For the reasons indicated, the judgment of the court below is reversed, and the cause remanded; and it has been so ordered.
Reversed and remanded.
On Motion for Rehearing and to Certify.
Appellant has filed a motion for rehearing, in which it is contended that the opinion filed herein on April 19, 1912, is in conflict with the opinion of this court in the case of Hillsman v. Faison, 23 Tex. Civ. App. 398, 57 S.W. 921, and the opinion of the Court of Civil Appeals for the Second District in the case of Hendrick v. Culberson, 23 Tex. Civ. App. 409, 56 S.W. 616; and because of such alleged conflicts we are asked to certify the questions upon which the conflicts are claimed to exist to the Supreme Court for decision.
The claim of conflict with the opinion in the Hillsman Case, supra, is based upon the ruling of this court in not sustaining appellant's eleventh assignment of error, which complains of the holding of the trial court that the voter Ed Haas was not unlawfully deprived of his right to vote at the election to contest which this suit was brought. Haas testified on the trial that he owned property in the district subject to taxation on the 1st day of January next preceding the date of the election, but that said property had not been rendered for taxation prior to the time he offered to vote.
Under the decision in the Hillsman Case the fact that Haas had not rendered his property for taxes did not disqualify him as a voter, and our former opinion in this case does not conflict with that ruling. There was more involved in the question presented by the assignment of error before mentioned than the disqualification vel non of Mr. Haas. The trial court found, and the finding is not assailed by any assignment presented in appellant's brief, that, when asked by the judge of the election if he owned property in the district subject to taxation, Haas replied that he did not. Having informed the officer of the election whose duty it was to test his qualification that he did not own property in the district subject to taxation, the officer properly refused to permit him to vote, and it is immaterial whether he was in fact a property owner. The election officer was not responsible for his mistake, or his misunderstanding of the question, and there is nothing to indicate that the officer had any reason to suppose that the fact was otherwise than as stated to him by Haas. We think it clear that in overruling the assignment mentioned we were not in conflict with the decision in the Hillsman Case, supra.
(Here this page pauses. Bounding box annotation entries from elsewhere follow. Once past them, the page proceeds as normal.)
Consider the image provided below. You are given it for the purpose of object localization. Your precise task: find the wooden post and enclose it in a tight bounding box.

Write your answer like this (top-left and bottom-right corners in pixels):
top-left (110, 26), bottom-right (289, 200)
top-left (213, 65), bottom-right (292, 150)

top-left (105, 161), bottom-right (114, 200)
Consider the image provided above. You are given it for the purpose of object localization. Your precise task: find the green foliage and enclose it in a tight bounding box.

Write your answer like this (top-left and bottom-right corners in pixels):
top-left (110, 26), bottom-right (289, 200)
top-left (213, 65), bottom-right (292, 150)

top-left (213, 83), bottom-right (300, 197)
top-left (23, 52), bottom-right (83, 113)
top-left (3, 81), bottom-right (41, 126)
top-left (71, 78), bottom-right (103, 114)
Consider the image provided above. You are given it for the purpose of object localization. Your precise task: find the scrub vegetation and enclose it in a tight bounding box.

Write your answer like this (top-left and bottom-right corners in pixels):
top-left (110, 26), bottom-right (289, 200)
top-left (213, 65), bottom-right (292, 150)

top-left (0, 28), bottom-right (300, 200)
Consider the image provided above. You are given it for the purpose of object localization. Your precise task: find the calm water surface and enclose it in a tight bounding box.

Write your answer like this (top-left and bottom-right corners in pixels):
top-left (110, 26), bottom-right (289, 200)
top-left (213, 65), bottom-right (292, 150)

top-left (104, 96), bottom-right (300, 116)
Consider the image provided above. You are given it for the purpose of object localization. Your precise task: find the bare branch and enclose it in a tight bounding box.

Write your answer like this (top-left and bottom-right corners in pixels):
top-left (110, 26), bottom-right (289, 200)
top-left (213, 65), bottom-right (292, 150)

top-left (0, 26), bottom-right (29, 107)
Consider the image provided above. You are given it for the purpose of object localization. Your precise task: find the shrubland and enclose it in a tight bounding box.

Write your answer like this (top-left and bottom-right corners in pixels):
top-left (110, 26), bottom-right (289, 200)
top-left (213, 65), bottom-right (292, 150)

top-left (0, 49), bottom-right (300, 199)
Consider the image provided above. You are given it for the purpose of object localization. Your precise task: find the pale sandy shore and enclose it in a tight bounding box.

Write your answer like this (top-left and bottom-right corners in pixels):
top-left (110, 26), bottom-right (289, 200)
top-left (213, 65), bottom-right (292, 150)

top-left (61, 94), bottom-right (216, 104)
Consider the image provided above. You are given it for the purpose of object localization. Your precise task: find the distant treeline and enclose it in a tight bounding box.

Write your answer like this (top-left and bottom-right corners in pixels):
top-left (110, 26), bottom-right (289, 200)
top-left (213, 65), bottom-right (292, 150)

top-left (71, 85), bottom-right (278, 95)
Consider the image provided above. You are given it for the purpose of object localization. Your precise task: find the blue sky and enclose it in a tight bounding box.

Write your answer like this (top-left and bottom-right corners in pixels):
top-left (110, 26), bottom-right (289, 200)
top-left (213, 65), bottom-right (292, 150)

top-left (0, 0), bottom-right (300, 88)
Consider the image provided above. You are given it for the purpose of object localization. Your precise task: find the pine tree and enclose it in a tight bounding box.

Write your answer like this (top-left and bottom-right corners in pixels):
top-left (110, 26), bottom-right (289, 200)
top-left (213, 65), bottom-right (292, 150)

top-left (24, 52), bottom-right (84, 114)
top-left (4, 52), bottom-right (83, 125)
But for the finding of the trial court before mentioned, we would hold, upon the testimony in the record, that Haas was a qualified voter, and was wrongfully deprived of his right to vote. He testified, and his testimony does not appear to be contradicted, that he did own property subject to taxation in the district on the 1st of January next preceding the election, and that he was not asked by the judge of the election whether he owned property, but whether he had assessed any, and his reply was, not that he did not own any, but that he had assessed none. Upon these facts he was a qualified voter, and should not have been refused the right to vote.
The contention that our former opinion is in conflict with the opinion in the Hendrick Case, supra, is based upon our refusal to sustain appellant's twelfth assignment of error. This assignment complains of the ruling of the trial court in holding that the voters Thomas and Solansky were qualified voters at said election. It is claimed that these voters were not taxpayers in the district, and were therefore not qualified to vote at said election. The evidence shows that both of said voters owned property in the district subject to taxation on the 1st day of January next preceding the election, but that neither had assessed their property, and the name of neither appeared upon the assessment rolls. In the Hillsman Case, supra, which we followed in overruling this assignment, it was expressly held that the failure to assess the property did not disqualify the property owner to vote at such election. The Hendrick case is not in conflict with this ruling. In that case the person held disqualified did not own property in the district subject to taxation on the 1st day of January next before the date of the election, and for that reason he was held not qualified to vote; the court expressly declining to decide whether it was necessary that the property should be assessed in order to entitle the owner to vote at such election.
We think the motion for rehearing and to certify should be refused, and it is so ordered.